White House spokesman Robert Gibbs yesterday defended the administration’s agreement with drugmakers, saying, “we feel like $80 billion is an appropriate amount” of cost savings. “The legislation in the House is in that ballpark.”

Industry Groups

Drugmakers were among six groups that pledged to help Obama fund a health-care overhaul by cutting medical spending.

The other groups were hospitals, device makers, doctors, labor unions and insurers. Their representatives offered no specifics when the agreement was announced earlier this year. Representatives of these groups have been negotiating with the White House.

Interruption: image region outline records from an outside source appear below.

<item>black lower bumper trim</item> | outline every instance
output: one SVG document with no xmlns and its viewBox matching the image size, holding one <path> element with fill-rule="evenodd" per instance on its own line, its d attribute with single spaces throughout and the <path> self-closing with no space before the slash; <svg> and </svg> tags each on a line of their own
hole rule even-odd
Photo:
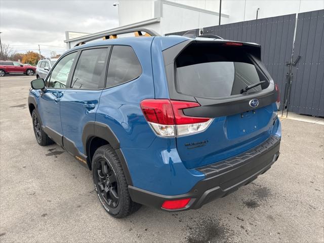
<svg viewBox="0 0 324 243">
<path fill-rule="evenodd" d="M 261 149 L 261 148 L 263 148 Z M 162 195 L 129 186 L 130 194 L 134 201 L 158 208 L 161 208 L 166 200 L 191 198 L 192 199 L 186 208 L 176 211 L 198 209 L 214 199 L 228 195 L 265 173 L 278 159 L 279 148 L 280 138 L 271 136 L 253 149 L 233 157 L 231 160 L 219 162 L 220 164 L 222 163 L 228 164 L 229 161 L 234 161 L 235 158 L 238 156 L 241 158 L 239 163 L 235 163 L 231 167 L 226 166 L 227 169 L 222 170 L 221 173 L 219 173 L 217 169 L 208 170 L 209 173 L 206 173 L 206 178 L 199 181 L 191 190 L 185 194 Z M 251 153 L 254 150 L 255 151 L 252 153 L 253 156 L 244 156 L 244 154 Z M 244 157 L 244 159 L 241 159 Z M 216 164 L 210 166 L 215 168 L 216 165 Z M 206 171 L 207 169 L 207 167 L 205 167 L 200 170 L 202 172 Z"/>
</svg>

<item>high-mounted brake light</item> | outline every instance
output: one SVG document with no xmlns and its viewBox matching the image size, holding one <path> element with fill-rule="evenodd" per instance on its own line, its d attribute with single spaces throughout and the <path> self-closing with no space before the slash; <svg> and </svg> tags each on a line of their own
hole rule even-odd
<svg viewBox="0 0 324 243">
<path fill-rule="evenodd" d="M 226 42 L 225 44 L 225 46 L 243 46 L 243 43 L 239 42 Z"/>
<path fill-rule="evenodd" d="M 212 119 L 184 114 L 183 109 L 200 106 L 196 102 L 150 99 L 141 102 L 146 120 L 155 133 L 162 137 L 175 137 L 202 132 Z"/>
<path fill-rule="evenodd" d="M 278 85 L 274 85 L 274 87 L 277 92 L 277 100 L 275 101 L 275 104 L 277 106 L 277 109 L 279 110 L 279 107 L 280 107 L 280 91 L 279 90 Z"/>
<path fill-rule="evenodd" d="M 179 200 L 168 200 L 164 201 L 162 208 L 169 210 L 183 209 L 186 207 L 191 198 L 180 199 Z"/>
</svg>

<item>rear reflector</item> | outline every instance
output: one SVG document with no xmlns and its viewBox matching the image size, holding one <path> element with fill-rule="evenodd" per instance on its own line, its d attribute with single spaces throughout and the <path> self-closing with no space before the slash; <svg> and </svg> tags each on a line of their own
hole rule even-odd
<svg viewBox="0 0 324 243">
<path fill-rule="evenodd" d="M 280 107 L 280 91 L 279 90 L 278 85 L 274 85 L 274 87 L 277 92 L 277 100 L 276 100 L 275 104 L 277 106 L 277 109 L 279 110 L 279 107 Z"/>
<path fill-rule="evenodd" d="M 150 99 L 142 100 L 143 113 L 154 132 L 162 137 L 192 134 L 206 129 L 212 119 L 184 114 L 183 109 L 200 106 L 196 102 Z"/>
<path fill-rule="evenodd" d="M 165 209 L 181 209 L 186 207 L 191 198 L 180 199 L 179 200 L 165 201 L 162 208 Z"/>
</svg>

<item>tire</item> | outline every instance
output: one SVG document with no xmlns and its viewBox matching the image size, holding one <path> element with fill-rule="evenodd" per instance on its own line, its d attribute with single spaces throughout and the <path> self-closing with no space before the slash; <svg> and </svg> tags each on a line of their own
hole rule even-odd
<svg viewBox="0 0 324 243">
<path fill-rule="evenodd" d="M 92 159 L 92 172 L 99 201 L 110 215 L 125 218 L 141 207 L 132 200 L 122 165 L 110 145 L 102 146 L 96 150 Z"/>
<path fill-rule="evenodd" d="M 43 128 L 42 128 L 42 123 L 39 117 L 36 109 L 34 109 L 31 113 L 31 118 L 32 119 L 32 126 L 34 129 L 36 141 L 41 146 L 53 144 L 54 142 L 47 136 L 47 134 L 45 133 Z"/>
<path fill-rule="evenodd" d="M 28 76 L 32 76 L 34 75 L 34 70 L 32 69 L 27 69 L 26 70 L 26 75 Z"/>
</svg>

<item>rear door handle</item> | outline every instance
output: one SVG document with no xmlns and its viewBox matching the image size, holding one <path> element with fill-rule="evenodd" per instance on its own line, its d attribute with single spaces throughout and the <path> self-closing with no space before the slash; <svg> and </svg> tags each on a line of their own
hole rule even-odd
<svg viewBox="0 0 324 243">
<path fill-rule="evenodd" d="M 96 105 L 94 104 L 84 104 L 83 106 L 87 109 L 93 109 Z"/>
</svg>

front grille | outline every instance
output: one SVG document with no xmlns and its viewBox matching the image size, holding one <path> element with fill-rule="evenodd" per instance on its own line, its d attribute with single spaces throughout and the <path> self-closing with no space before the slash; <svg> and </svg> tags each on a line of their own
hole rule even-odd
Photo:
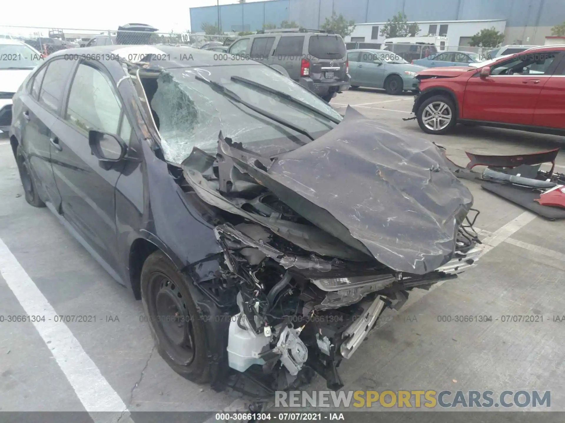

Hospitals, which account for 31 percent of annual health-care spending in the U.S., announced July 8 an agreement to cut $155 billion in costs over 10 years. Reduced payments for Medicare, the program for the elderly and disabled, account for $103 billion in savings. Another $50 billion cut would be made to “disproportionate share” payments, which are made to hospitals for treating large numbers of uninsured patients.

The cuts would begin in 2015 and be gradually increased as more Americans get insurance coverage through the overhaul efforts.